Privacy and Electronic Communications Regulations (PECR)
Under the PECR any individual registered on the Telephone Preference Service (TPS) needs to provide consent to any company who wishes to contact them.
General Data Protection Regulations (GDPR)
GDPR requires personal data to be processed lawfully, fairly and in a transparent manner.
Easylife violated the above regulation in the PECR by making 1,345,732 unsolicited calls. This despite the numbers being registered with the TPS and having been registered at least 28 days prior to receiving the calls. None of the individuals contacted had given their consent to be called for direct marketing purposes. It was found that the company failed to make due diligence checks on the data being used and were negligent despite the issues being widely publicized.
Data processing of individuals happened in one of three ways. Customers would buy products by:
- Placing an order on the website
- Sending by post an order return form cut from the back of a catalogue
- Calling their call centre and placing an order by phone.

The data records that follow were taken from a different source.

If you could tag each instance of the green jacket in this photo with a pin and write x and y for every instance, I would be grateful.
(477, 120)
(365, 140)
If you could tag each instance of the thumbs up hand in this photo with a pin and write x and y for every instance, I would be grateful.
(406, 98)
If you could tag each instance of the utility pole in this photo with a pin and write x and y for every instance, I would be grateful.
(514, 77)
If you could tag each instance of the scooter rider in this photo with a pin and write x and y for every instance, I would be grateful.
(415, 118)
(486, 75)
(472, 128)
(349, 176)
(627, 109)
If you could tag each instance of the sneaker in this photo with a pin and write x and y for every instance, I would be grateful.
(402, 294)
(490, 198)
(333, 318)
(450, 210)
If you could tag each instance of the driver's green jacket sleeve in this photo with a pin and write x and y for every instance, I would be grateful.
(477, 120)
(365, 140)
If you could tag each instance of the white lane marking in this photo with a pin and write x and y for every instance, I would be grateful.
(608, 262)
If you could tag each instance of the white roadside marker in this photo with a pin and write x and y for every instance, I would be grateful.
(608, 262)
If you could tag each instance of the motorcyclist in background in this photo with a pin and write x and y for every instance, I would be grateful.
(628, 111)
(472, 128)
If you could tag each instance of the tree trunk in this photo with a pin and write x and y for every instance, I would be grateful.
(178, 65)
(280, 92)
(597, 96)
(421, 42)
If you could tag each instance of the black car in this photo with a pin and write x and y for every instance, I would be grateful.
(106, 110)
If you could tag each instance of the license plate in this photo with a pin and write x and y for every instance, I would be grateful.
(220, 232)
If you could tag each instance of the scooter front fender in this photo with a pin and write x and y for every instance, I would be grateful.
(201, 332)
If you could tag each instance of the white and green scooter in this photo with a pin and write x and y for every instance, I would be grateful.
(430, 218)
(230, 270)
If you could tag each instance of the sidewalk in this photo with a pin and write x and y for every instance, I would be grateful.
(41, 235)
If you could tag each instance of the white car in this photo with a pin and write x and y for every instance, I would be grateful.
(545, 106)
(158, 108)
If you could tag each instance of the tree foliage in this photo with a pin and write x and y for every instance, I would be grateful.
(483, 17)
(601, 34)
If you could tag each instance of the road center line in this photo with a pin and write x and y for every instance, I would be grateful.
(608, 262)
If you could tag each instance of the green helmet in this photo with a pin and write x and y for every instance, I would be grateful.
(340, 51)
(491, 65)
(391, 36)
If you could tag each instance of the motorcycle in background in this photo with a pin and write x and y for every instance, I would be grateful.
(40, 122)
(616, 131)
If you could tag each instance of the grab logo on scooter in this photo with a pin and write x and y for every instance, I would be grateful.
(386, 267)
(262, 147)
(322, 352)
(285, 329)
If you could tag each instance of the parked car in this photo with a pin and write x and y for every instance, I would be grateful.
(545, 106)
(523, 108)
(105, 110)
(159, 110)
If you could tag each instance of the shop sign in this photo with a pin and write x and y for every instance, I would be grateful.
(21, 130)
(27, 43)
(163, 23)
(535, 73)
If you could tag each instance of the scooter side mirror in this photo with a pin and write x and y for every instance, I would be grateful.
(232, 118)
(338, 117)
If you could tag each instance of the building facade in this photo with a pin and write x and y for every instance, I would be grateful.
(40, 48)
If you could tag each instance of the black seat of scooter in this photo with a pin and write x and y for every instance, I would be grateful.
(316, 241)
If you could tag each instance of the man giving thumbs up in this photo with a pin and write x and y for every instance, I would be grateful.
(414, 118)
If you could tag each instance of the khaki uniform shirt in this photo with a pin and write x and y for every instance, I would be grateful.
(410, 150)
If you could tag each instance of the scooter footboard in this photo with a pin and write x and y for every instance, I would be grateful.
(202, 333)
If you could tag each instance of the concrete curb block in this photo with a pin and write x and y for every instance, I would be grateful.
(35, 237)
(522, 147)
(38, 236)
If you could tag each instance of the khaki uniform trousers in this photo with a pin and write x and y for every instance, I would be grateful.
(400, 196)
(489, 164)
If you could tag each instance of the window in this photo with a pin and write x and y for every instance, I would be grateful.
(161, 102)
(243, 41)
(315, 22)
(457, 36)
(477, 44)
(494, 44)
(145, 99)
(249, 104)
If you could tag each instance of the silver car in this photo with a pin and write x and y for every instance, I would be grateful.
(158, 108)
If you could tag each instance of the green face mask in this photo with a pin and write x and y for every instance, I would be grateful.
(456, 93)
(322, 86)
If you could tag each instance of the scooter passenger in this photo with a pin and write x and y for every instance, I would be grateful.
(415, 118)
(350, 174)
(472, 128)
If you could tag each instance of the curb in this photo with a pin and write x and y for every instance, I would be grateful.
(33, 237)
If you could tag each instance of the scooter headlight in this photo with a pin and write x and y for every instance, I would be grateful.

The ICO found that while this took place a significant amount of ‘invisible’ processing and profiling of customers took place. Invisible processing is called as such because the individuals involved are not aware of the processing taking place. In this case, 145,400 people were profiled, meaning that their data was collected, unlawfully processed, and used. The data being used in this included personal data, such as names and phone numbers, and special category data. This information was then shared with a third-party telemarketing company to sell on behalf of EasyLife. The target for this was to sell individuals non-medical lifestyle products that are relevant to the customer’s transactional history.
ICO served penalties that must be paid by November 2, 2022:
- For using personal information of 145,400 customers to predict their medical condition and target them with health related products without their consent.
- For making direct marketing calls.